Appstreamcli also offers a way to preview on the command line using
appstreamcli get --details --datapath /path/to/$FLATPAK_ID.metainfo.xml $ID
or appstreamcli get --details $ID when the catalogue data is installed
locally to the appstream cache (usually this means the Flatpak package is
installed).
Checking the generated output
Once an app has been built with a proper MetaInfo file, Flatpak Builder
automatically invokes appstreamcli compose from the AppStream Project
that composes the application metadata gathered from the desktop file,
icon and the MetaInfo file into a combined XML file called the
AppStream Catalog data.
This file must not be manually created or modified.

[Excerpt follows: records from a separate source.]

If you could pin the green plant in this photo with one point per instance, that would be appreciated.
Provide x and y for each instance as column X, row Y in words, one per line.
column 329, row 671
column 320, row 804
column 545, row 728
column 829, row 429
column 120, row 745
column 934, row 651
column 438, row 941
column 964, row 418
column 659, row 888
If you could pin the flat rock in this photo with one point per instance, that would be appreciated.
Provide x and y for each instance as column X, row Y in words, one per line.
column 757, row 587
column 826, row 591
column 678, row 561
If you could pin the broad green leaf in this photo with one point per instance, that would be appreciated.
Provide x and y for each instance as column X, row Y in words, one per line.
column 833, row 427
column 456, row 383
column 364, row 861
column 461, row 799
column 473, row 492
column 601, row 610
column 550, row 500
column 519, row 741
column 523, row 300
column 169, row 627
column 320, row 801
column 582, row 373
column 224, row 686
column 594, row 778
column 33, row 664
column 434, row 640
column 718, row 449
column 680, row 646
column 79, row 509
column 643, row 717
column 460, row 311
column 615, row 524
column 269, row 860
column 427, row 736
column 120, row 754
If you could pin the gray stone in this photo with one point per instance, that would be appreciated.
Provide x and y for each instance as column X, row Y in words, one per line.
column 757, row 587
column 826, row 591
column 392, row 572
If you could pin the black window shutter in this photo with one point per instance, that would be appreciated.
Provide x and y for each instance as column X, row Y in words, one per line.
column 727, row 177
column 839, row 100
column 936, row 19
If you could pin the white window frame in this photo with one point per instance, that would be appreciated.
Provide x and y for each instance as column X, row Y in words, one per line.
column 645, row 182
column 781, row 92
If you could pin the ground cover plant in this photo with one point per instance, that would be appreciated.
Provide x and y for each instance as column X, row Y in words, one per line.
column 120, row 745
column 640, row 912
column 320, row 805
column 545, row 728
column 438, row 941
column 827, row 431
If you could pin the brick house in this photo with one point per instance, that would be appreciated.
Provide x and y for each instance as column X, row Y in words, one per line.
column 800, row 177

The file can be found
in <builddir>/files/share/app-info/xmls/<app-id>.xml.gz or
${FLATPAK_DEST}/share/app-info/xmls/<app-id>.xml.gz inside the sandbox.
The compose process also creates icons in <builddir>/files/share/app-info/icons/flatpak/{64x64, 128x128}/<app-id>.png
provided a PNG icon of size 64px or more, or a SVG icon was installed
to the proper location
during the build.
Flatpak then combines catalog data for each application into a combined AppStream catalog file for a repository. Software stores like Flathub, GNOME Software, KDE Discover and even Flatpak CLI reads this combined AppStream catalog file of a repository to display information about an application. So it is essential that this file contains no errors which by extension means that the MetaInfo file, icon and the desktop file passes all validation.